Thanks to all my LJ friends in advance. Love you guys and gals. 
http://www.facebook.com/pages/Custom-Furniture-Design/321846824550154

I need 5 more likes so I can claim my page on Facebook, come on over and take a look.


----------



## JGM0658 (Aug 16, 2011)

Good for you! Glad the business is going fine..


----------



## ShaneA (Apr 15, 2011)

Good job Russ. Hopefully you can get some leads.


----------



## RussellAP (Feb 21, 2012)

Shane, I'm thinking of marketing to Powell Gardens. I was out there a couple weeks ago and their chairs are in horrible condition. I could cut them a good deal. I just hope they don't have an in-house woodshop that does that, but if they do, they sure are behind in keeping up. People are getting splinters on those old chairs.


----------



## RibsBrisket4me (Jul 17, 2011)

Just "liked" you


----------



## RussellAP (Feb 21, 2012)

Thanks Bullethead. I need to get 30 likes so I can have more control over the page. Facebook business pages are very hard to figure out, I need a teenager around here.


----------



## donwilwol (May 16, 2011)

one more like. Glad to see you're doing well.


----------



## RussellAP (Feb 21, 2012)

Thanks Don. Hey, I got my No 7 Stanley today. That thing is a club.


----------



## RussellAP (Feb 21, 2012)

Still need 5 more likes on Facebook to claim my page,

Link below.


----------



## PRGDesigns (Jan 25, 2012)

I think I am number 27? Have fun!


----------



## fge (Sep 8, 2008)

Top Quality Cabinets "liked" your business page. I have had my business FB page for a very long time with very regular postings but still only have 10 likes myself. Oh well, maybe someday I might hit that magic number of 30. But I really do not know that I will have any more or less control once 30 peeps like my site.


----------



## RussellAP (Feb 21, 2012)

Thanks Jerry. You'll have 11 soon. Facebook is like anything else in advertising, you need to work on getting people on there. It's the name recognition and the occasional word of mouth sale you get. I decided going in to this that even if I didn't sell enough to be self employed that I would just stick with it until it happens. I might have to get a job elsewhere, but I'll always be around to make chairs.


----------



## RussellAP (Feb 21, 2012)

Jerry, I didn't see where you had a Facebook page. Can you give me the URL?


----------



## Spofeo (May 20, 2012)

nice chairs Russell! u just got a like from Denmark


----------



## ShipWreck (Feb 16, 2008)

Great stuff Russ.
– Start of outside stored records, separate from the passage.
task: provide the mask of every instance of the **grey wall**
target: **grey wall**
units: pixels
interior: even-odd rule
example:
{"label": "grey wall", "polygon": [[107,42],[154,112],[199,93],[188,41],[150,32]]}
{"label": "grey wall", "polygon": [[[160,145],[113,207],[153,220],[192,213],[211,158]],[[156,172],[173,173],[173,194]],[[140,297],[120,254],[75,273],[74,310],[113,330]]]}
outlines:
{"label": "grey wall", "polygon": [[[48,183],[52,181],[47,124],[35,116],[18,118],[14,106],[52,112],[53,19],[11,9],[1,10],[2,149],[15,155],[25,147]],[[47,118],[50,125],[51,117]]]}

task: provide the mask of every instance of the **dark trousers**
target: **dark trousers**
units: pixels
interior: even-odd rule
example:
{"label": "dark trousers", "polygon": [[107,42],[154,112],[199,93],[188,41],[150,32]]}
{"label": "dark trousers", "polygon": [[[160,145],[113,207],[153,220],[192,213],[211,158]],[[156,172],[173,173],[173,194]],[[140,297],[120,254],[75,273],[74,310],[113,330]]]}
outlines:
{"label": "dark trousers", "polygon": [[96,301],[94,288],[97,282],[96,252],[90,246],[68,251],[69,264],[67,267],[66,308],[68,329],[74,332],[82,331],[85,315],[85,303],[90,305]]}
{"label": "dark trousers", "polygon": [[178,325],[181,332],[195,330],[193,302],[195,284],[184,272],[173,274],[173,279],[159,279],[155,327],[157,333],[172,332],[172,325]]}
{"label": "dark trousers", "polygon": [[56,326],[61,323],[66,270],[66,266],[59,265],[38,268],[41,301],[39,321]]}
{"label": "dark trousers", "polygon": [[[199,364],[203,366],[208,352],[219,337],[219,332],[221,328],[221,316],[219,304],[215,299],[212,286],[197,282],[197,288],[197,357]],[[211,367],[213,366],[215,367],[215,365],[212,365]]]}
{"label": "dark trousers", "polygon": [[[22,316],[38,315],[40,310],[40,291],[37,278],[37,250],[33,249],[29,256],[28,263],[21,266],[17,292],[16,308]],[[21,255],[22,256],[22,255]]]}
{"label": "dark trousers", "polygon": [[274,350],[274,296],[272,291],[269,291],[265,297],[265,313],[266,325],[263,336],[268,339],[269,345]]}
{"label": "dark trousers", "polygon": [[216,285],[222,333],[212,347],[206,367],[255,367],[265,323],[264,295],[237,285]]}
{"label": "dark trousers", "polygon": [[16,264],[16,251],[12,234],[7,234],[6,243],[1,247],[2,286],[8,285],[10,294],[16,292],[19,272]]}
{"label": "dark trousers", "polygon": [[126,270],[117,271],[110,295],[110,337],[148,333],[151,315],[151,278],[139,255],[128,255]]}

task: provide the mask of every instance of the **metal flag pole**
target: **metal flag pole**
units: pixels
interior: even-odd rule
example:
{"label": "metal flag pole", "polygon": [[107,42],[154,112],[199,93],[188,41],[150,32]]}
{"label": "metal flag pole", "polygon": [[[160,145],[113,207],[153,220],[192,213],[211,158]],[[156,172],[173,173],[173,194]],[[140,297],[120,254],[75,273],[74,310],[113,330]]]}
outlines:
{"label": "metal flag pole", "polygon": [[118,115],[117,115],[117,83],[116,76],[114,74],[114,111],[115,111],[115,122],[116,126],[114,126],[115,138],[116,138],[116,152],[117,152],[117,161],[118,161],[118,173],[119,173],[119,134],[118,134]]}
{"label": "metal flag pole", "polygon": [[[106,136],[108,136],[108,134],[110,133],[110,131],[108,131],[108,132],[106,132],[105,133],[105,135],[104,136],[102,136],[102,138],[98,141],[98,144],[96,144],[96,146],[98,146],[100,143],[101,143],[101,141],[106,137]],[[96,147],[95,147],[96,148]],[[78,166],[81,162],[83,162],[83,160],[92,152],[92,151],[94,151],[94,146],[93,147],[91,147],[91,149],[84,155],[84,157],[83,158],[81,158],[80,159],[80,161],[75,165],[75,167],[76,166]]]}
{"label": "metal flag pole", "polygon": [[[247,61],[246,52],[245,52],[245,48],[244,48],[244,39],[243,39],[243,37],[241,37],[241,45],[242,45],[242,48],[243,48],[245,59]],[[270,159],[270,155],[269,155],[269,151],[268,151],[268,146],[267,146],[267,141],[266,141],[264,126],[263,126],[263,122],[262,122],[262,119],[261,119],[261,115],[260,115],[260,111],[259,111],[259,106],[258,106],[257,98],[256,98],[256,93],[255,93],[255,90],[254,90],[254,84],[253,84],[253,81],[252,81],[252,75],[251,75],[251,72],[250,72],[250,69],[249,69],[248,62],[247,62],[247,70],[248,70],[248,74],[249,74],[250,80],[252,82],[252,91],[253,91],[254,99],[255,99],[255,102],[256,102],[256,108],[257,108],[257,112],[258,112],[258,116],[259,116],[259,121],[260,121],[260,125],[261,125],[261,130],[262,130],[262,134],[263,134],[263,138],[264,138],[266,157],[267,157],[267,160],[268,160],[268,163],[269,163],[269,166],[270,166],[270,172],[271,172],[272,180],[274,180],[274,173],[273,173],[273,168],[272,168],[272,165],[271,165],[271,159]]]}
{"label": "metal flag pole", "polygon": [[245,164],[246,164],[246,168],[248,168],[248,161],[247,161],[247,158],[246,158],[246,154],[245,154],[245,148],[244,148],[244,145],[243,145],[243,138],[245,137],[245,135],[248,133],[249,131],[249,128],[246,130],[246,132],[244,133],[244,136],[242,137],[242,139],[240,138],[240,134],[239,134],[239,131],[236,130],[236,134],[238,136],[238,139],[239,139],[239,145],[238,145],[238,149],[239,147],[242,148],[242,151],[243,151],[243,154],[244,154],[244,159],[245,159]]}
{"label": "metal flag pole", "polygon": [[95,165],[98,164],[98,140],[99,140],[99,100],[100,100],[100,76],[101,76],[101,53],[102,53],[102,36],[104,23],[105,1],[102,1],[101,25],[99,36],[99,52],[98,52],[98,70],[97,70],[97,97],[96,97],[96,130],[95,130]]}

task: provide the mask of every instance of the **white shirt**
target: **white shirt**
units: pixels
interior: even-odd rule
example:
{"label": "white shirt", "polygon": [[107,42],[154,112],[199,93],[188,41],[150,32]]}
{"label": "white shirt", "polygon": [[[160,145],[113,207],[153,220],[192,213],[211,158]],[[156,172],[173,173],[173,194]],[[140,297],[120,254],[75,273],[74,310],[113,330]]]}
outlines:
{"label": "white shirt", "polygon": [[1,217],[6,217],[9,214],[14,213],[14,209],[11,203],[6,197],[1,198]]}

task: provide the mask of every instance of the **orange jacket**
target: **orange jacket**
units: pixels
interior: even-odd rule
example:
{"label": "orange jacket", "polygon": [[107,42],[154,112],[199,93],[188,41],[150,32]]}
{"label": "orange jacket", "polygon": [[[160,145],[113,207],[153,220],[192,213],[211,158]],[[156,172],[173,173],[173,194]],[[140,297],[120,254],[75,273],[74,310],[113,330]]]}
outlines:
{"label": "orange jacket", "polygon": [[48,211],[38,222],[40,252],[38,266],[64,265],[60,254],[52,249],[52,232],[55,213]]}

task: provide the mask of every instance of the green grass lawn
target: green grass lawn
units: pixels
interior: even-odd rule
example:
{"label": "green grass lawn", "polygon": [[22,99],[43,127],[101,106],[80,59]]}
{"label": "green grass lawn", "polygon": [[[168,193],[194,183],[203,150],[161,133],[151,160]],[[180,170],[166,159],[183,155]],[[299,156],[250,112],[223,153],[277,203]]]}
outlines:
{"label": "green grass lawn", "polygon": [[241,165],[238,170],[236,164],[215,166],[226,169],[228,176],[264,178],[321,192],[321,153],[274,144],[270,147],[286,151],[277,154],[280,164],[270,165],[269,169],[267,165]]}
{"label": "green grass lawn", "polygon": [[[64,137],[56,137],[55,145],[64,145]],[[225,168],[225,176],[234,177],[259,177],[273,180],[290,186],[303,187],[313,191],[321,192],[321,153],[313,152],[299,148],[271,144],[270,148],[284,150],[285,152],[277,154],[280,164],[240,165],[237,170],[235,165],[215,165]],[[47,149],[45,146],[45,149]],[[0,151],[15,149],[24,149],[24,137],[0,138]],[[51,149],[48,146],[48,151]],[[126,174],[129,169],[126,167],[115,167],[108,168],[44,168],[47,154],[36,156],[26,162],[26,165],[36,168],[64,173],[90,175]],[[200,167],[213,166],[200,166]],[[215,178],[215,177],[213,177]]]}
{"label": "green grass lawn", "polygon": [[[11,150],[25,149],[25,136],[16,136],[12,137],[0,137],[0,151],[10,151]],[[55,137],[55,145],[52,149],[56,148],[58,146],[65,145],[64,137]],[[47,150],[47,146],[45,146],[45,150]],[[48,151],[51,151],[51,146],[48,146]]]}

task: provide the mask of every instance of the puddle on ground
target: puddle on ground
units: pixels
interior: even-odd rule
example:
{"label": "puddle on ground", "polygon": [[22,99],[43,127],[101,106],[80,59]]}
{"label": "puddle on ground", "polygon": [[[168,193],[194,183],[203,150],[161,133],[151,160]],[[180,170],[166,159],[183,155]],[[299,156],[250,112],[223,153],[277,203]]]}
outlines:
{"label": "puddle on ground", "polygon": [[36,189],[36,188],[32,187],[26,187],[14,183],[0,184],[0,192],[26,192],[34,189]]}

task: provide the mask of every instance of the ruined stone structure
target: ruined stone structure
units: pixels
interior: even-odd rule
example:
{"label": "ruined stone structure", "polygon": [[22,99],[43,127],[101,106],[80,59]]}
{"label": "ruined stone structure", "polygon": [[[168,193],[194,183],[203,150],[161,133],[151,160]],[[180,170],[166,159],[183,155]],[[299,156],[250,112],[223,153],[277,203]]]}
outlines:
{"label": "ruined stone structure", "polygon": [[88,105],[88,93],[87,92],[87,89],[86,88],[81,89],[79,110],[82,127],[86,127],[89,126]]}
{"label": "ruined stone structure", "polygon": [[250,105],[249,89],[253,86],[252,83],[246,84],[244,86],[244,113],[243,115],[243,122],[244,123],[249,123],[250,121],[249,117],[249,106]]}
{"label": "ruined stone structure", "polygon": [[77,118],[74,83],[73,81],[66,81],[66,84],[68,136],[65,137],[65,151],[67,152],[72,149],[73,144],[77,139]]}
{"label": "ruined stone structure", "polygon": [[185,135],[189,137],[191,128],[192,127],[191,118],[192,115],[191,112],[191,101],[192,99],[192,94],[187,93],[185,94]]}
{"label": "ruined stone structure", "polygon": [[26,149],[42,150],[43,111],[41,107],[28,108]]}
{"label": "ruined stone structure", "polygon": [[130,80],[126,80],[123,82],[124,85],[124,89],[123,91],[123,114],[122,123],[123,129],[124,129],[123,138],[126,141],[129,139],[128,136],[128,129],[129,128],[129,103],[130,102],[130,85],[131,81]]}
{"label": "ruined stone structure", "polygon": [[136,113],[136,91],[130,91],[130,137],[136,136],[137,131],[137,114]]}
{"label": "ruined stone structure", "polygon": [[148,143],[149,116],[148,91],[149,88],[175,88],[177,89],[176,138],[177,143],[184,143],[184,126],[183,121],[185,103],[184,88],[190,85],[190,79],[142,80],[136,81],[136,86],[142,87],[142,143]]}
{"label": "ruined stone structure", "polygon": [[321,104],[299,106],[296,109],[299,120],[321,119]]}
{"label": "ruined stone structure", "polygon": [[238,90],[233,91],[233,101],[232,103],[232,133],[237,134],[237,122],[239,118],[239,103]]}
Have fun with the business.


----------



## helluvawreck (Jul 21, 2010)

Nice story. That newspaper article will give you a nice boost. Congratulations.

helluvawreck aka Charles
http://woodworkingexpo.wordpress.com


----------



## Belg1960 (Jan 3, 2010)

Russell, liked the article and your FB page you might want to add some more variety of items you make to the page. LIKED


----------



## RussellAP (Feb 21, 2012)

Thank you all so much for liking the Facebook page. I now have enough 'Likes' to track some statistics and help from Facebook in reaching and getting folks engaged in my work. 
Charles, once again thank you for allowing me to mention your excellent product, Charles Neil Pre-Color Conditioner. I swear by it and tell everyone I know about you. I hope it increases your sales somewhat from the Kansas City area.


----------



## grizzman (May 10, 2009)

some very nice furniture, i hope you get the business you want and can work at this full time, if thats your goal then just keep at it and i hope it will be …if you build it, they will come….., you got my like, i see you have enough now, thats great…


----------



## fge (Sep 8, 2008)

Russell, thanks for the "like". I hope your business venture goes very well. I would just advise to ensure you are priced correctly. I have been doing my business for a couple years now and we are still trying to get our pricing correct. I have seen our prices continually go up due to being too low to start with. A chair should be simpler to price out so hopefully you are at a point where you don't leave much money on the table. That has been my biggest single hurdle to jump.

I also read your article and it was great! I wish you the best of business.


----------



## RTex (Nov 1, 2010)

I was just like no 34 ! good luck


----------



## TopamaxSurvivor (May 2, 2008)

Done, hope it helps


----------



## donwilwol (May 16, 2011)

When do we see the #7?


----------



## RussellAP (Feb 21, 2012)

Well seeing I just had a couple Patron Margarita's probably tomorrow.


----------